I hit the road at 5:30 a.m. for PCA General Assembly — very excited about connecting with people who are excited about learning, living, and loving in the gospel…So this week’s posts will be hit or miss…here’s an oldie from the archives, calling us to consider how the way we were created affects the way we live.
“You are not allowed to hit your sister. It goes against everything you were made to be. God called you as a man to protect women, to honor them and fight for them.”
So went a diatribe I oft-repeated to my eldest son when he was about 4 – 7 years old and he had a tendency to pick on or even hit his sister, two years younger than he.

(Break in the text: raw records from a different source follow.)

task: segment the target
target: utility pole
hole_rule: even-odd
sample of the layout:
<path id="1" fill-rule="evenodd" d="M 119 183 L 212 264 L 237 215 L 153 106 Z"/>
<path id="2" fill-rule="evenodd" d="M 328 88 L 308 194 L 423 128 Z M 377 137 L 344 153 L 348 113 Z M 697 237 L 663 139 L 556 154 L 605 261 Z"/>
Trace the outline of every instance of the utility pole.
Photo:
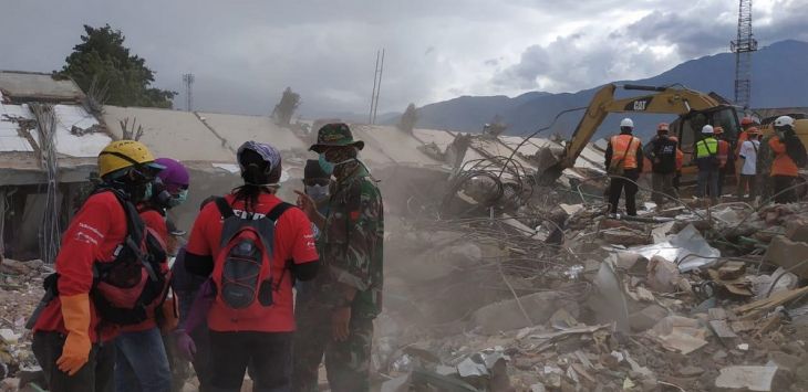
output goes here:
<path id="1" fill-rule="evenodd" d="M 191 112 L 194 110 L 194 74 L 183 74 L 183 84 L 185 85 L 185 108 Z"/>
<path id="2" fill-rule="evenodd" d="M 376 124 L 379 110 L 379 92 L 382 89 L 382 73 L 384 72 L 384 49 L 376 51 L 376 66 L 373 71 L 373 93 L 371 94 L 371 112 L 367 114 L 367 124 Z"/>
<path id="3" fill-rule="evenodd" d="M 738 34 L 729 43 L 735 53 L 735 105 L 749 110 L 752 99 L 752 53 L 757 51 L 757 40 L 752 33 L 752 0 L 739 0 Z"/>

One afternoon, when he was about 13, he asked me to sit with him. He had a story to tell me. He had intervened in a friend’s self-destruction. Noticing how thin she was becoming, he asked her a few questions and learned that she was eating very little. He looked up eating disorders on the internet and realizing that her behavior was serious, he confronted her about it and insisted she tell her parents. She agreed, but asked him if he would be there with her when she did so. As he finished the story, he said, “Well, I just wanted you to know because her parents might be calling you.” After he told me, I sat stunned for a moment by a 13-year-old boy’s courage and boldness in fighting lovingly for a woman’s beauty.
How we live is directly related to how we were created. Though I could have just told my son that he couldn’t beat his sister up “because I said so,” I explained why he couldn’t do harm to a woman – because as a man, he simply wasn’t created that way. When we understand how God created the world and us, we live boldy in the story of grace written into us.